Il pastore fu sottoposto a un fuoco di fila di interrogazioni, alle quali spondeva con scaltrezza, per non urtare la suscettibilità delle diverse tendenze.
Nonostante tutta l‘attenzione, lo scontro avvenne; però, non fra candidato e gli esaminatori, ma tra gli esaminatori stessi; l‘assemblea si tramutò in un pandemonio.
Questo episodio aprì il primo spiraglio di dubbio nel ragazzo: quale società poteva essere quella che non aveva né un capo, né una dottrina? Crescendo, lo Stoddard cadde nell‘incredulità; ma, finalmente potè ricostruire la sua fede.
Ospite di signori protestanti, una giovinetta cattolica domandò a Stoddard se vi fosse in quelle vicinanze, una chiesa cattolica.
«C‘è una miserabile cappella – rispose lo scrittore – a tre miglia.

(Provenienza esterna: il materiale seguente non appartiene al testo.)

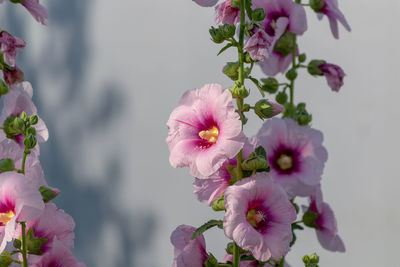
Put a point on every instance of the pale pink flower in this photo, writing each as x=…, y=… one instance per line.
x=188, y=252
x=334, y=75
x=208, y=190
x=204, y=131
x=59, y=256
x=326, y=226
x=205, y=3
x=19, y=201
x=38, y=11
x=9, y=45
x=259, y=216
x=331, y=10
x=226, y=14
x=295, y=154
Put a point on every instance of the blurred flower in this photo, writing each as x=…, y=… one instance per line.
x=295, y=154
x=204, y=131
x=188, y=252
x=226, y=14
x=19, y=201
x=325, y=223
x=334, y=75
x=9, y=46
x=259, y=216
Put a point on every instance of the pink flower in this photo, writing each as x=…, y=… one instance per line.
x=331, y=10
x=13, y=76
x=206, y=3
x=325, y=223
x=259, y=216
x=59, y=256
x=9, y=46
x=204, y=131
x=295, y=154
x=53, y=223
x=20, y=99
x=38, y=11
x=19, y=201
x=208, y=190
x=226, y=14
x=281, y=16
x=188, y=252
x=334, y=75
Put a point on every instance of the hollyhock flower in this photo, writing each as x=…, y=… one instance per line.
x=204, y=131
x=259, y=216
x=38, y=11
x=281, y=16
x=19, y=99
x=188, y=252
x=334, y=75
x=330, y=8
x=19, y=201
x=324, y=222
x=205, y=3
x=16, y=75
x=226, y=14
x=59, y=256
x=295, y=154
x=208, y=190
x=53, y=223
x=9, y=46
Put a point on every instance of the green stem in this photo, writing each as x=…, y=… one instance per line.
x=236, y=255
x=24, y=257
x=294, y=67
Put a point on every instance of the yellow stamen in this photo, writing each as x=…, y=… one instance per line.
x=210, y=135
x=285, y=162
x=6, y=217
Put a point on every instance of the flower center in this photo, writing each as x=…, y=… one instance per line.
x=210, y=135
x=6, y=217
x=285, y=162
x=256, y=218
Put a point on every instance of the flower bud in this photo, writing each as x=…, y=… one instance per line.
x=313, y=67
x=281, y=98
x=266, y=109
x=317, y=5
x=271, y=85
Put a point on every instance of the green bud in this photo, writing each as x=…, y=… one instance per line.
x=33, y=119
x=216, y=35
x=259, y=14
x=265, y=109
x=317, y=5
x=4, y=88
x=231, y=70
x=302, y=58
x=24, y=116
x=7, y=165
x=271, y=85
x=31, y=131
x=291, y=75
x=281, y=98
x=219, y=204
x=227, y=30
x=313, y=67
x=48, y=193
x=285, y=44
x=309, y=219
x=30, y=141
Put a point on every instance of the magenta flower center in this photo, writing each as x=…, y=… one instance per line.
x=210, y=135
x=5, y=218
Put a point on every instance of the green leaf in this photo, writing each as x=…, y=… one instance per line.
x=206, y=226
x=224, y=48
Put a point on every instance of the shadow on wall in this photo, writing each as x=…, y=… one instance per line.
x=105, y=235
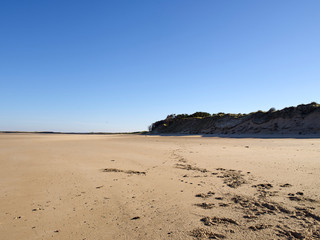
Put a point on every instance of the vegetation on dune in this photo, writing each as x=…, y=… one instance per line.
x=258, y=116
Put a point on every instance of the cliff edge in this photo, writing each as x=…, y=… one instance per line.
x=302, y=119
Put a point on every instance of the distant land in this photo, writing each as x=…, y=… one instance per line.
x=302, y=119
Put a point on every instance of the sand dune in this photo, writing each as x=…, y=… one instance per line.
x=156, y=187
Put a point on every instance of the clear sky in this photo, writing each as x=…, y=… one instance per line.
x=76, y=65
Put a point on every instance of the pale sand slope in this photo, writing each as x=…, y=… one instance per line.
x=53, y=187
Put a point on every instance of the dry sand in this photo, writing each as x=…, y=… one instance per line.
x=155, y=187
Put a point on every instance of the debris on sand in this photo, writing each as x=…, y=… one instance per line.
x=259, y=227
x=232, y=178
x=215, y=220
x=205, y=195
x=205, y=205
x=190, y=168
x=124, y=171
x=201, y=233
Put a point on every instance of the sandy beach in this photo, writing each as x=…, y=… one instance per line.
x=59, y=186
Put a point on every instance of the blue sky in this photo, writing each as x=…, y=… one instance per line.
x=121, y=65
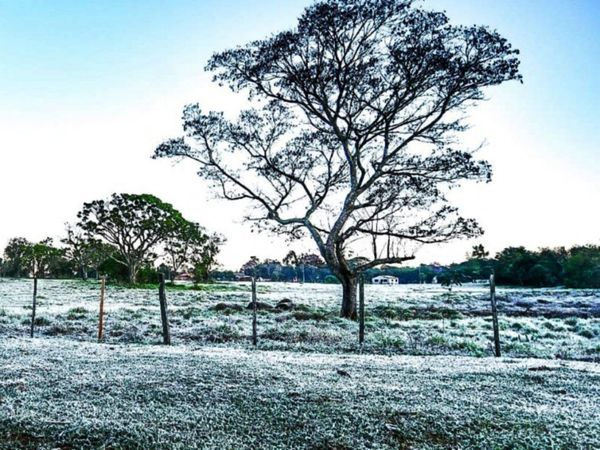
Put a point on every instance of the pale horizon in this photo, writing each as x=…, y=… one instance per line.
x=88, y=91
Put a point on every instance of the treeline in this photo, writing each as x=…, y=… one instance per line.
x=578, y=267
x=129, y=238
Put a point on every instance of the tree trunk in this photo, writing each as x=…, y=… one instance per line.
x=349, y=284
x=132, y=273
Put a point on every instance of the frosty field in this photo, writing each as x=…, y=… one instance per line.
x=424, y=379
x=68, y=394
x=406, y=319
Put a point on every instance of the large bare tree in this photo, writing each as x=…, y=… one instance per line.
x=351, y=136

Alle funzioni assistono solo, poveri servi italiani e irlandesi».
«Bene – rispose la giovane: – è proprio il posto dove io debbo andare.
D’altra parte, la religione alla quale appartengo, cominciò in una stalla».
Questa semplicità e fermezza di fede lo sconvolse e spinse lo scrittore ad entrare, insieme alla moglie, nella Chiesa cattolica.